Мне говорили, что ветер всегда дует с той стороны, куда направляется стая морских свинок. Но первое путешествие — это штука, в которой может произойти все, что угодно; кто-то помнит лишь некоторые моменты, а если хватает ума, то верит примерно в половину того, что помнит. И все же моряки верят, что ветер будет дуть с той стороны, куда указывают морские свинки. Лично я думаю, что они собираются вместе издалека в определенное время, просто чтобы мигрировать; отправляясь за тысячи миль к свежим местам для охоты.

Они выпрыгивают из воды и снова падают на нее, отчасти просто ради забавы, а отчасти в попытке сбить пиявок. Во всяком случае, они вкусные и это хорошая замена солонине, где жир зачастую сочится зеленый — и это не преувеличение.

На «Крофтон Холле» началась холера из-за того, что кто-то съел эту гадость, и корабль потерял половину своей команды, прежде чем смог вернуться в Калькутту.

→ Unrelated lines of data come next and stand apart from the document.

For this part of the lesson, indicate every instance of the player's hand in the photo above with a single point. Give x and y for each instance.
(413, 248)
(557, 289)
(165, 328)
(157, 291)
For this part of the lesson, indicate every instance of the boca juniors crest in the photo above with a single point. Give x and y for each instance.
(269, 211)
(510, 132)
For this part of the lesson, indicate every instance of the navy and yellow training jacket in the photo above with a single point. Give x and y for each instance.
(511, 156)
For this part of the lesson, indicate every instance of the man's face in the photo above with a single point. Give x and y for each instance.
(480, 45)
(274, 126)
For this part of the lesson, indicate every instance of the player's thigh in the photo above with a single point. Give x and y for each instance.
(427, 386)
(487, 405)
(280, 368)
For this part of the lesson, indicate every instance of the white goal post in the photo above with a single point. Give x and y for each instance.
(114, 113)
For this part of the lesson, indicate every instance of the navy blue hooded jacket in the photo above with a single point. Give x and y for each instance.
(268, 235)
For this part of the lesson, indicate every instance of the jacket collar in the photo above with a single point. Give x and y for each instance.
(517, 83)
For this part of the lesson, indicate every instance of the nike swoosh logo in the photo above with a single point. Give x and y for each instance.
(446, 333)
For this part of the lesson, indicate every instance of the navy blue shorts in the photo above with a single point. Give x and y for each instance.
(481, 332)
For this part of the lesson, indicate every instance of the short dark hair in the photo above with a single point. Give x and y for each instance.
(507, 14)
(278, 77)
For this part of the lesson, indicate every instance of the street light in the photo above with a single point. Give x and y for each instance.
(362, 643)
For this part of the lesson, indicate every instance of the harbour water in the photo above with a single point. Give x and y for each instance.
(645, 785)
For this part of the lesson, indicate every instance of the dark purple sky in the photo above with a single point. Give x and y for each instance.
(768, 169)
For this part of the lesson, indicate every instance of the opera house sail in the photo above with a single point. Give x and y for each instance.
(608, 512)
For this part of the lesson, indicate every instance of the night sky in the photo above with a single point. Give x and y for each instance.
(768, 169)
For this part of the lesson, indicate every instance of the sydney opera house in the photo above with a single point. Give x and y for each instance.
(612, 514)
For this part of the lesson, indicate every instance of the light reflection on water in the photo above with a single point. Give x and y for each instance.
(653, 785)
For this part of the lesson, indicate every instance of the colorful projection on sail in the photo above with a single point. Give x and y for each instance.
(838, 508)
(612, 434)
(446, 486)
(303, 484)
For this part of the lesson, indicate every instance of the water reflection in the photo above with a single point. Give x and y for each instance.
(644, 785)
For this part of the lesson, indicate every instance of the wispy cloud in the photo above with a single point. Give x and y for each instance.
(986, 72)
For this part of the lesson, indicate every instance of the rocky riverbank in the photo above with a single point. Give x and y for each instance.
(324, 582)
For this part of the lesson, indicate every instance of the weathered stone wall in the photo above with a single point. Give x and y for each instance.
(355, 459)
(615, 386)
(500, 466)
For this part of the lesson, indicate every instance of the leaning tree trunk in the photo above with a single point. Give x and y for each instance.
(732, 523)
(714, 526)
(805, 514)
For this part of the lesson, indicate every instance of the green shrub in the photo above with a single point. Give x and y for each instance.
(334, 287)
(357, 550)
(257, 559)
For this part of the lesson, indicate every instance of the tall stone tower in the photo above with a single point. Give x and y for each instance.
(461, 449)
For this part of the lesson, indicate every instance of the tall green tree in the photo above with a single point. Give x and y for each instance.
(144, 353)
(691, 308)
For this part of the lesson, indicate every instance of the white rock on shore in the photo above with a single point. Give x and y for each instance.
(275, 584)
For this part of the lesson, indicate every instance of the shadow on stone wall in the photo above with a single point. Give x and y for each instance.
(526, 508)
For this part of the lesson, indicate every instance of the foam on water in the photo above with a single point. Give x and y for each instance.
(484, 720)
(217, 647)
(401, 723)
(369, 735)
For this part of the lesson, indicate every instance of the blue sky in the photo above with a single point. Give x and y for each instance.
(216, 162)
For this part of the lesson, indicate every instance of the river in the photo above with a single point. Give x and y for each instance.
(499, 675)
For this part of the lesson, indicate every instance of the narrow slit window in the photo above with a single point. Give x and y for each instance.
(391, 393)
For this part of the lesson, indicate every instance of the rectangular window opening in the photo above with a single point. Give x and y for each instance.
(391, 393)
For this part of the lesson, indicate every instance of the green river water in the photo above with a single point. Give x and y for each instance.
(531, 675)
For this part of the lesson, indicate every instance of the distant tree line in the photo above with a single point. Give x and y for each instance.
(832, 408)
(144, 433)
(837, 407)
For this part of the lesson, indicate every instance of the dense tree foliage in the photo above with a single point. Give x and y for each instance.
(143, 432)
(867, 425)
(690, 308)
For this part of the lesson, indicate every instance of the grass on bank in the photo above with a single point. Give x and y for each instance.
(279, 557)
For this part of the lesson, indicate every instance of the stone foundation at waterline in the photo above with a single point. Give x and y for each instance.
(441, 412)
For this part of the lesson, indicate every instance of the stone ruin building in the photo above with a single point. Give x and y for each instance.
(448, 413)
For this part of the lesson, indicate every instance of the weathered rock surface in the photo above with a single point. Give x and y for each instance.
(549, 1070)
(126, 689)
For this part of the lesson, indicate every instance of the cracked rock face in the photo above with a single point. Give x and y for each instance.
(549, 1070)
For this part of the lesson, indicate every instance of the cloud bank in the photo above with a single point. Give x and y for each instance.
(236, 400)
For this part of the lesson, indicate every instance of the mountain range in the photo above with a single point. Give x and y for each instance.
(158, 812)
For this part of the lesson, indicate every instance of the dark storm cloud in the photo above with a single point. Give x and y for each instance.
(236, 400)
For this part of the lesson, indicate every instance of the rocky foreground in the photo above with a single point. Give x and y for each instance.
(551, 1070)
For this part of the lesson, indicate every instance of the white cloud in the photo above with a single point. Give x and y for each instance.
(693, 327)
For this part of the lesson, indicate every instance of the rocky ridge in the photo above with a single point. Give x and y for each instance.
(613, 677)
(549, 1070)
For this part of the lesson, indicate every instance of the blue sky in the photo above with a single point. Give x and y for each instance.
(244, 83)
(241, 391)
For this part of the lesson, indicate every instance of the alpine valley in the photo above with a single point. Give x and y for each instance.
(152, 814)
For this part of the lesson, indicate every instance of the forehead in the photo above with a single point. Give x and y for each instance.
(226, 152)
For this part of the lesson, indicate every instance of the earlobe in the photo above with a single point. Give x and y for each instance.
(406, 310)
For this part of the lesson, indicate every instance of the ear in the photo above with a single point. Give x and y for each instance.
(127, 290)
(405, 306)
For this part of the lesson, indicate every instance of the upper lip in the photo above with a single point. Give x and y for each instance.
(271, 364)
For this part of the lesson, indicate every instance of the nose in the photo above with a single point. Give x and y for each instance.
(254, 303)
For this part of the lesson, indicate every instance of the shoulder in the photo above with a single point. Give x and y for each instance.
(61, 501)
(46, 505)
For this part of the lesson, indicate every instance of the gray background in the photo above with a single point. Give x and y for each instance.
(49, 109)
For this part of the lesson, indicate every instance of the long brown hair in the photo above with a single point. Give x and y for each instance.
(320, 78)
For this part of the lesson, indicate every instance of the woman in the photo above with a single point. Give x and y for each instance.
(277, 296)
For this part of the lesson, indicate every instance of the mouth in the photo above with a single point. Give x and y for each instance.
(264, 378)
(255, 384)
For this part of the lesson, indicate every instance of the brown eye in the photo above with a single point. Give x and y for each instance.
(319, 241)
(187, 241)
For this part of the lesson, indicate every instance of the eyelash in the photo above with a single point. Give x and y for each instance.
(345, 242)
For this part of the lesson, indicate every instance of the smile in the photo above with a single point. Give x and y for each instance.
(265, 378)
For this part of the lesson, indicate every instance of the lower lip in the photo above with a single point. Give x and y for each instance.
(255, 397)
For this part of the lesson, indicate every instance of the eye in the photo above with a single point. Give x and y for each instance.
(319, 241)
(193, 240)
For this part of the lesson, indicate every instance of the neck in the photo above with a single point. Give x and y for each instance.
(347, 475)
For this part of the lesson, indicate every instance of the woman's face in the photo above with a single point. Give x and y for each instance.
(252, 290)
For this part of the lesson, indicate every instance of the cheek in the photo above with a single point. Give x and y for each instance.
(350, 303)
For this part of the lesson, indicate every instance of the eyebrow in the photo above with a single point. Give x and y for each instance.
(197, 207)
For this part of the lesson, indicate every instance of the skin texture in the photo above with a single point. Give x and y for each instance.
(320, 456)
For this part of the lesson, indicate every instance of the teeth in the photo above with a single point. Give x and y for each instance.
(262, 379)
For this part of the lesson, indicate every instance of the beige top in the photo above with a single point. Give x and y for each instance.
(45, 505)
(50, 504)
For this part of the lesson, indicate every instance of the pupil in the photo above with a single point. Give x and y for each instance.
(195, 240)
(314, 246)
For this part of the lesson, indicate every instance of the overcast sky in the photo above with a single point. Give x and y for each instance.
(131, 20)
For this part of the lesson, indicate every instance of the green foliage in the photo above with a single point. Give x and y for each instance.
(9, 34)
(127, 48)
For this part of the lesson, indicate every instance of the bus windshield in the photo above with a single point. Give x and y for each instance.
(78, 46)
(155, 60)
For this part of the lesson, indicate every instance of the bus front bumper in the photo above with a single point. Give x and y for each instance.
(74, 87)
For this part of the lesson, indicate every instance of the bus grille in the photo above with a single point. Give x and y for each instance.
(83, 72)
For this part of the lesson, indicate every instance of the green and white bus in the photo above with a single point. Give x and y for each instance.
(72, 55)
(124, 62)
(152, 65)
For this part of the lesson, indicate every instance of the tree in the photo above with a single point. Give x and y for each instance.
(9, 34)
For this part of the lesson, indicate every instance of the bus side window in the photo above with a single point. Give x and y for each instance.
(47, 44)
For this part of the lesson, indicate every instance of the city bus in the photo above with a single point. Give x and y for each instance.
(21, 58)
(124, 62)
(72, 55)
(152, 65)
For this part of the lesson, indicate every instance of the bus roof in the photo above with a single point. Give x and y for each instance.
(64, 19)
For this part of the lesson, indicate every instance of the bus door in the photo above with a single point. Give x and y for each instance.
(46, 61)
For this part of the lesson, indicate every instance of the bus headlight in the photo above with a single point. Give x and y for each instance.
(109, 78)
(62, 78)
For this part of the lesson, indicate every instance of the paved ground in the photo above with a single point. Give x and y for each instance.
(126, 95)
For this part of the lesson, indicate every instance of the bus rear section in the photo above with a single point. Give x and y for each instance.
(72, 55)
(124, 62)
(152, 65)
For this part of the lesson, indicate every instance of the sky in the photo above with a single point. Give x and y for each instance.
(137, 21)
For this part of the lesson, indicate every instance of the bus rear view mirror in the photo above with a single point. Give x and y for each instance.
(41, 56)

По нашему общему мнению, это вещество медленно разлагалось, лежа в бочке в течение двух месяцев под тропическим солнцем. Тем не менее, у нас был обычный для моряка выбор: съесть это или оставить.

Рыба, повешенная при свете луны, пойдет тем же путем, и ее ни в коем случае нельзя трогать. Если луна все-таки доберется до нее, вы увидите, что вся рыба или то, что от нее осталось, фосфоресцирует. Это сигнал опасности, и я никогда не видел кого-то достаточно отважного, даже среди людей с парусных кораблей, чтобы взяться за рыбу после этого.

Моряки также не прикоснутся к рыбе, которая вышла из так называемой «кровавой воды» — это тот случай, когда море становится темно-красным, а иногда и багровым, на солнце. На самом деле это не что иное, как бесчисленные миллионы организмов, таких как кошениль. Вы будете скользить по прекрасной голубой воде (никогда не виданной в радиусе двухсот миль от английского побережья), когда вдруг наткнетесь на эту кровавую воду (она действительно похожа на кровь), и так будет продолжаться еще пару дней.

Что же касается рассказа о том, что я никогда не ел рыбу из нее, то я никогда и не видел в ней рыбы, и это довольно здравая причина, на мой взгляд.

Жизнь на парусном корабле, даже в первом плавании, полна происшествий, но они не имеют никакого значения, хотя сами по себе наполнили бы большую книгу.

Наконец мы прибыли в Ливерпуль, всего за несколько дней до годовщины отбытия, и таково было мое первое плавание под парусом.